Table 2: Implied upside/downside based on sensitivity of Sensex index to EPS revision and forward PE ratio

With our designated fair PE of 19.0X and EPS projections after adjusting for downgrades, we project a target price of 62,900 for the Sensex Index by Mar-2025 (end-FY2025) (Table 3). This implies a maximum upside potential of 10% which has been compressed by Indian equities’ surge in valuations. In our view, the potential return which Indian equities offer over the next 1-2 years pales in comparison to regional peers, such as China and the broader and diversified Asia ex-Japan equities, both of which offer stronger longer-term returns as valuations remain notably cheaper.

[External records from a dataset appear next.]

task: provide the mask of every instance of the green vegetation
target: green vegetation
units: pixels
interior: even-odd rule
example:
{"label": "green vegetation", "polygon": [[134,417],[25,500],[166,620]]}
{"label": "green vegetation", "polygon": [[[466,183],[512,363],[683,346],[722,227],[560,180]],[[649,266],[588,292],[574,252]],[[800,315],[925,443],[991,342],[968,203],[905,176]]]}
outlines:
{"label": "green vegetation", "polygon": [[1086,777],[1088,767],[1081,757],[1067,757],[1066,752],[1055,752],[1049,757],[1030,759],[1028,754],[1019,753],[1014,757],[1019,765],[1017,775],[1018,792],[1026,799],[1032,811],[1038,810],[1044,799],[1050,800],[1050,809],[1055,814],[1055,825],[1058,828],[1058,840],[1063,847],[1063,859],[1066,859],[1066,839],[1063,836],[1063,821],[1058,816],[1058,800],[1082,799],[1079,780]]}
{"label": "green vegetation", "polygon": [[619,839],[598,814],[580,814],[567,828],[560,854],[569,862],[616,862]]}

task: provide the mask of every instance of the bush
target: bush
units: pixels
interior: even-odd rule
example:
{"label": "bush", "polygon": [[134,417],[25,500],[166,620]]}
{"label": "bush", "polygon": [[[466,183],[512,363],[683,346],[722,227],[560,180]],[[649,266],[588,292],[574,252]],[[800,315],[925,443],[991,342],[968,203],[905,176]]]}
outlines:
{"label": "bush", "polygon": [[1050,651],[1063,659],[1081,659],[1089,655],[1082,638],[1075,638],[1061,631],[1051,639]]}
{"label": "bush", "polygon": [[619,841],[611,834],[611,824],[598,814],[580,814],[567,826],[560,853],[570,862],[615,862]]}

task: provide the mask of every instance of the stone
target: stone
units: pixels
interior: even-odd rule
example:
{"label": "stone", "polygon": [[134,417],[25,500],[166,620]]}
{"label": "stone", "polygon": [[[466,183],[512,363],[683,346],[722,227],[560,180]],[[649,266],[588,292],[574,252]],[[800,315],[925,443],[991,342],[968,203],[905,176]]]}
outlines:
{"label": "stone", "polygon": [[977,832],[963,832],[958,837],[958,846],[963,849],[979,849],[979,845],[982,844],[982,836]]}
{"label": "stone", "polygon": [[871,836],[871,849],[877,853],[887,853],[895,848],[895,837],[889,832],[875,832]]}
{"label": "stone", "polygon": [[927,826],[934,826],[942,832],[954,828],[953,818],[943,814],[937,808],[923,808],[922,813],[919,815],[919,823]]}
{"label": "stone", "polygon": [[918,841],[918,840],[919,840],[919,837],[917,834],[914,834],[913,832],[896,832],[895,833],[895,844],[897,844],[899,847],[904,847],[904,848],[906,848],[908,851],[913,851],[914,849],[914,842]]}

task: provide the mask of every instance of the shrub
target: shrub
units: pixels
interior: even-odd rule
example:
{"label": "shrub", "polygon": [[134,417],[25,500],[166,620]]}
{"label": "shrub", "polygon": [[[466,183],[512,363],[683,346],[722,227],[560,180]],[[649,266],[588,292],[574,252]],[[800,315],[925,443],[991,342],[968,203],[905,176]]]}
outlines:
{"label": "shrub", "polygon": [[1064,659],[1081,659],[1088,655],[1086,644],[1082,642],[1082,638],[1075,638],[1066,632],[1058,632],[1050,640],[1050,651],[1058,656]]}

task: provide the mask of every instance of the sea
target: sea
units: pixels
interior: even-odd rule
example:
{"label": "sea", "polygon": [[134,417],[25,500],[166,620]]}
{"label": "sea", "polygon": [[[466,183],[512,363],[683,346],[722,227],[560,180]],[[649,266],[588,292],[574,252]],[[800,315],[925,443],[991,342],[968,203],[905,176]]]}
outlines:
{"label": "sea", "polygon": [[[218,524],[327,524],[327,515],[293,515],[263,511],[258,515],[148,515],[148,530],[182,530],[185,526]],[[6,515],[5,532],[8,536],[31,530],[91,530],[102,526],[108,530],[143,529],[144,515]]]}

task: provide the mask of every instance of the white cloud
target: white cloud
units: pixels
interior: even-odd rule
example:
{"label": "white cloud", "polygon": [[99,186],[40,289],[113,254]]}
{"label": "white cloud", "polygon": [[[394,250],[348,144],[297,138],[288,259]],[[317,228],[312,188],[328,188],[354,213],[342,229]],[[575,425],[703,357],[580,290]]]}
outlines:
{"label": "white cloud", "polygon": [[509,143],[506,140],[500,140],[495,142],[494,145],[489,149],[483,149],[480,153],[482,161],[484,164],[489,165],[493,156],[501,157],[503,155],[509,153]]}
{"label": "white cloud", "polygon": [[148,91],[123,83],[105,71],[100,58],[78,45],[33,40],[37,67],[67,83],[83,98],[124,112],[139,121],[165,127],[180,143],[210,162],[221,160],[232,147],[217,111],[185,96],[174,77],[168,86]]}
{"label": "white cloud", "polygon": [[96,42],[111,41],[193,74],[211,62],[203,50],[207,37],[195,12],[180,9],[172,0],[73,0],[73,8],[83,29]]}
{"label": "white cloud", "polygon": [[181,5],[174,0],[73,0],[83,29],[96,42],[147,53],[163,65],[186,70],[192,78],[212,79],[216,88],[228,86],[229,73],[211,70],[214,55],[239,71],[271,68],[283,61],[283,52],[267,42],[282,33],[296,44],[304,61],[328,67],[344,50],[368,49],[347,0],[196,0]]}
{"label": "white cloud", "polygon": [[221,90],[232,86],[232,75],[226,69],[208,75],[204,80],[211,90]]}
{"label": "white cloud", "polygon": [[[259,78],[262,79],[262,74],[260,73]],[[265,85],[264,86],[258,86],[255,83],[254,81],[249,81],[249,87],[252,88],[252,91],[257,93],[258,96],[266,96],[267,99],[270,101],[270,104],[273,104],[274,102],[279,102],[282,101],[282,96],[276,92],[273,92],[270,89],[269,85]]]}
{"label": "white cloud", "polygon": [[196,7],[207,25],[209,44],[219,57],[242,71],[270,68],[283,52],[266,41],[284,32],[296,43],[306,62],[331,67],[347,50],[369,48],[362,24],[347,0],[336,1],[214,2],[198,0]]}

On balance, we downgrade Indian equities – which are still trading near an all-time high (gauged by the Sensex Index) – given i) unabating macro risks, ii) incoming EPS downgrade, iii) expensive valuations, and iv) unattractive returns. However, the long-term outlook and secular growth opportunities remain intact, supporting a case of re-entry once the risk-reward balances out. We downgrade Indian equities’ Star Rating from 2.5 Stars “Neutral” to 2.0 Stars “Not Attractive”.
Table 3: Projected upside for Indian equities remain muted over the next 1-2 years
India (Sensex Index) | FY2022 | FY2023 | FY2024 | FY2025 |
PE ratio (X) | 25.3 | 22.9 | 19.9 | 17.3 |
Projected earnings growth (YoY %) | 33.6% | 7.5% | 15.4% | 15.1% |
Projected Earnings Per Share (EPS) | 2,318 | 2,492 | 2,876 | 3,309 |
Target price (Based on 19.0X Fair PE ratio) | – | – | – | 62,900 |
Potential upside (%) | – | – | – | 10% |
Source: Bloomberg Finance L.P., iFAST estimates. Data as of Sep 2022. *Fiscal year 1st April to 31st March. |
Chart 10: Earnings forecast and price performance of Sensex Index

Table 4: Recommended Products
Unit Trust | ETF | |
India | UTI India Dynamic Equity USD | iShares MSCI India ETF |
Declaration:
For specific disclosure, at the time of publication of this report, IFPL (via its connected and associated entities) and the analyst who produced this report hold a NIL position in the abovementioned securities.